Detecting and Updating

Puppet will not log deprecation warnings if you use this feature.

If you were implicitly relying on copied source permissions, you may need to re-examine all of your file resources. But for most users’ files, the new default permissions (puppet agent’s user and that user’s default umask or DACL) will be just as appropriate as the source permissions.

If you identify any files that DID rely on source permissions, you can:

  • Set source_permissions => use on the affected files
  • Explicitly set ownership and permissions on the affected files
  • Set a resource default in the main manifest to restore Puppet’s 3.x behavior in 4.x (e.g. File { source_permissions => use })

Context

Nonsensical *nix permissions being copied to Windows nodes revealed the problems with this default behavior. After we considered it further, we decided that most module files probably don’t have meaningful permissions in the first place, and use of the source permissions should be the exception rather than the rule.

recurse => inf

Now

The file type’s recurse attribute allows a value of inf. (It’s a synonym for true.)

In Puppet 4.0

Setting recurse => inf will cause a compilation error.

Detecting and Updating

Puppet will not log deprecation warnings if you use this feature.

Instead, do a global search of your Puppet code, making sure to handle varying whitespace and quoting. Use a regex-supporting search tool and search for something like:

recurse\s*=>\s*['"]?inf

Replace any occurrences with recurse => true.

Context

The behavior of recurse and recurselimit used to both be crammed into the recurse attribute, which could be set to numbers and inf in addition to its current values. Now that they’re handled separately, inf is nonsensical as a value for recurse.

cron

Conservative Purging of Cron Resources

Now

If you purge unmanaged cron resources, like so:

    resources { 'cron':
      purge => true,
    }

…then Puppet will only delete cron jobs from its own user’s crontab file. (Usually, puppet agent’s user is root.)

In Puppet 4.0

If you purge unmanaged cron resources, Puppet will purge cron jobs from every user’s crontab file.

Detecting and Updating

If you are purging cron jobs, Puppet will log the following change warning:

Warning: Change notice: purging cron entries will be more aggressive in future versions, take care when updating your agents. See http://links.puppetlabs.com/puppet-aggressive-cron-purge

Context

We’ve found that users expect “purge” to mean “PURGE,” especially since Puppet can manage cron jobs for any user.

package

Old msi Package Provider

Now

Puppet includes a less useful msi package provider, in addition to the more flexible windows provider (which duplicates all of the msi provider’s features).

In Puppet 4.0

Goodbye, msi provider! Use the windows provider instead.

Detecting and Updating

Puppet will not log deprecation warnings if you use this feature.

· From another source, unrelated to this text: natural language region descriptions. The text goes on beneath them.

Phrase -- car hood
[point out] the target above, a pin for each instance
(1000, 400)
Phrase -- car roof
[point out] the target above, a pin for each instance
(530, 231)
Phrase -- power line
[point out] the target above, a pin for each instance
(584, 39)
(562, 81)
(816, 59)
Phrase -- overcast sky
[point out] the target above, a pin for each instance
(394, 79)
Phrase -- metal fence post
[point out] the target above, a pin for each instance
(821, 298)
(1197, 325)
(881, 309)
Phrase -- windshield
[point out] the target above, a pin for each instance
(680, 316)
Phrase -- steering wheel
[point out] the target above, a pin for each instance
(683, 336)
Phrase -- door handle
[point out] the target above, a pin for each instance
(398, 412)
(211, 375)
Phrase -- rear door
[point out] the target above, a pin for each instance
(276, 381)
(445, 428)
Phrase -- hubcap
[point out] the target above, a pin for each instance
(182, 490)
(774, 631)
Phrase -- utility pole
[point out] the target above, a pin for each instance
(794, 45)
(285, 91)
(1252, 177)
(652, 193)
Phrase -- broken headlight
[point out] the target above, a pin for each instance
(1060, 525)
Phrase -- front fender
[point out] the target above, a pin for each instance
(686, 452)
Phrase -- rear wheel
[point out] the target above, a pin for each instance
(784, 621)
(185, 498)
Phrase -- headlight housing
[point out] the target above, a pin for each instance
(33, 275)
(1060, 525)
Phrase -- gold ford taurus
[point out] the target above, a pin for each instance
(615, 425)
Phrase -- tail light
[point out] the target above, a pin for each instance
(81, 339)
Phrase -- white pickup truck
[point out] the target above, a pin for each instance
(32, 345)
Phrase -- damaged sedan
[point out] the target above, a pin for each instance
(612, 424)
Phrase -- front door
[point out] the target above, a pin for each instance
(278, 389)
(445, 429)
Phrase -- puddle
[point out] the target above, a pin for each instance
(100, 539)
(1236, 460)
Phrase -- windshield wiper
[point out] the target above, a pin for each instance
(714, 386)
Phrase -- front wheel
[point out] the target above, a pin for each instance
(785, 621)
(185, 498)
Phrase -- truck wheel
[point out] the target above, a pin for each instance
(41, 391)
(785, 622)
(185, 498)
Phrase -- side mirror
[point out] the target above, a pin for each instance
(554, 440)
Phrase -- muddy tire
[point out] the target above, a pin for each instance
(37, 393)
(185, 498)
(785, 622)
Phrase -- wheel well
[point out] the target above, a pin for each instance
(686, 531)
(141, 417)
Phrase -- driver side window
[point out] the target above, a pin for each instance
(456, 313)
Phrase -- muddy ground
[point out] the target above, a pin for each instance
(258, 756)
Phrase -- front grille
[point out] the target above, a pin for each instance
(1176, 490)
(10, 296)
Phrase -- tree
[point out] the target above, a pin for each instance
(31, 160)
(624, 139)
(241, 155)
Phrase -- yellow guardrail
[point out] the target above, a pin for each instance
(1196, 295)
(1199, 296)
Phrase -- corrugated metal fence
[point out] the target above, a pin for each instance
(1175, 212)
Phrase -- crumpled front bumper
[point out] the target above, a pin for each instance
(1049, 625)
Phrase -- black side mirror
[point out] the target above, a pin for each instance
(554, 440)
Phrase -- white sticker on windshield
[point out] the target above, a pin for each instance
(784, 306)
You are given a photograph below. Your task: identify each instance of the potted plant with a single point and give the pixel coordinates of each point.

If you never specified a provider for your Windows packages, they’re already using the windows provider, since msi is no longer the default. To find any packages that do specify msi, do a global search of your Puppet code, making sure to handle varying whitespace and quoting. Use a regex-supporting search tool and search for something like:

provider\s*=>\s*['"]?msi

Replace or delete any occurrences.

Context

Having a single Windows package provider that handles both MSIs and executable installers turned out to be much nicer.